Is all messed up right now for you, but you don’t need to be in this mess, said the voice. There is nothing in this for you. You don’t even have kids.
“Don’t even go there,” I said with a little bit of anger in my voice. “Unless you’re blind, you should know that I have children.”
How could you say that, Jan? When you refused to go see a doctor.
“How did you know that?” I asked, intrigued.
I know everything about you and I’m waiting for you with love.
“So what are you saying?”
I know you believe you have kids and can make more kids if the woman with you agrees.
“That is my wife you’re talking about. I have a wife.”
I’m not saying you don’t. All I’m saying is that you need to see why you’re in this mess to be able to see where you should be heading.
“And that means…..”
At first you couldn’t make her pregnant and later you did.
“How is that supposed to be any of your business?”
You haven’t asked yourself why.

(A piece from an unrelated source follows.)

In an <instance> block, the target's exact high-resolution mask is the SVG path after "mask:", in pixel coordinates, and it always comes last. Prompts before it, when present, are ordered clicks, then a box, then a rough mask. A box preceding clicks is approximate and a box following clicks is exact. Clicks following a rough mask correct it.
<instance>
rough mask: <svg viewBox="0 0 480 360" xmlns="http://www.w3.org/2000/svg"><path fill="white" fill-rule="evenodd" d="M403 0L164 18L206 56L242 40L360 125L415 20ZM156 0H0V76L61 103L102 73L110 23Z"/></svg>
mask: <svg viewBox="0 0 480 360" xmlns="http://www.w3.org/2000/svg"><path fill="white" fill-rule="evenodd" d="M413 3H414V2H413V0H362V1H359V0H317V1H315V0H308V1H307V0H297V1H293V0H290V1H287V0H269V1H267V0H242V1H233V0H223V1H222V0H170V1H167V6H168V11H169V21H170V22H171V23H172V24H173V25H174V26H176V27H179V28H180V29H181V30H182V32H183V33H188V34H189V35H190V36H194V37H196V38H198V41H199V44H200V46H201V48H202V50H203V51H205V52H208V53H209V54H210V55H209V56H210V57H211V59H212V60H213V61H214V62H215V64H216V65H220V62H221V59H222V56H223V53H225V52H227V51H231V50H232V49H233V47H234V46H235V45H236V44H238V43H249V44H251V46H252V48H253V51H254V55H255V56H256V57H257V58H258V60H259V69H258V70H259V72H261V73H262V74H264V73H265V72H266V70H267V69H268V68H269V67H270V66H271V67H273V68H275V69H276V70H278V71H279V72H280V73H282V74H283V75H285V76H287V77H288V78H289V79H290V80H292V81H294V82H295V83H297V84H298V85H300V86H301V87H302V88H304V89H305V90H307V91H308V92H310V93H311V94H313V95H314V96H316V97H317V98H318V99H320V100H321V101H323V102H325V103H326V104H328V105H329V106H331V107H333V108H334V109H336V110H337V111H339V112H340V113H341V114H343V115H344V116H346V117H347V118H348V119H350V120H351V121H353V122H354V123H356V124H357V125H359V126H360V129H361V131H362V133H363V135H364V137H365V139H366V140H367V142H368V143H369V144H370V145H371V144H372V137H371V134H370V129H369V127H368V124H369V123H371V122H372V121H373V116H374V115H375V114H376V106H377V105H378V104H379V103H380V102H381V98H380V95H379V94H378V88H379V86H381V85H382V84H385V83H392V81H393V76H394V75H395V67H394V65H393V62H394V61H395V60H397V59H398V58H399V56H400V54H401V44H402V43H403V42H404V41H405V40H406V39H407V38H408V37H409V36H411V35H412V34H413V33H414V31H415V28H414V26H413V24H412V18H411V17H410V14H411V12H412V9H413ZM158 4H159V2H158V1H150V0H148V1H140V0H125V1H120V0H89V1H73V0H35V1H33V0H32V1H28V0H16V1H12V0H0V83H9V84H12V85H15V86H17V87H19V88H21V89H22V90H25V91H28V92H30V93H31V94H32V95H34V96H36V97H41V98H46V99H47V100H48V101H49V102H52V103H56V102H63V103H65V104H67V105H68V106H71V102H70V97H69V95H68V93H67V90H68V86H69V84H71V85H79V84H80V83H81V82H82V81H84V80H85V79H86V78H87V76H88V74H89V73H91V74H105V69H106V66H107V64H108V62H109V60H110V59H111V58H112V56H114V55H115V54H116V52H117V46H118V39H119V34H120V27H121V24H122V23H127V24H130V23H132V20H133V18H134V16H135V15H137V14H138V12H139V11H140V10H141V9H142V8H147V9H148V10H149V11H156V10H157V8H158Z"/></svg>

Seeing a doctor holds the answer. Don’t tell me you don’t dream to get your life back in one piece.
And with that, the voice spoke no further. It was gone. And for the first time, it left me feeling it had made some sense. It had dropped a seed in my mind. That seed was a question that began to tug at my mind in need of an answer. That was how I started to dwell on why I could not make Stefi pregnant at first, and later I could. I thought the why could lead to an interesting find. Maybe something as revolutionary as the theme park idea for Dinosaurs in the Jurassic Park novel, I thought. But what I did find was quite revealing in a shocking sort of way I would never have imagined. Oh my word! Did I hear somebody ask what that was? It was biological. It was ugly. I couldn’t believe it.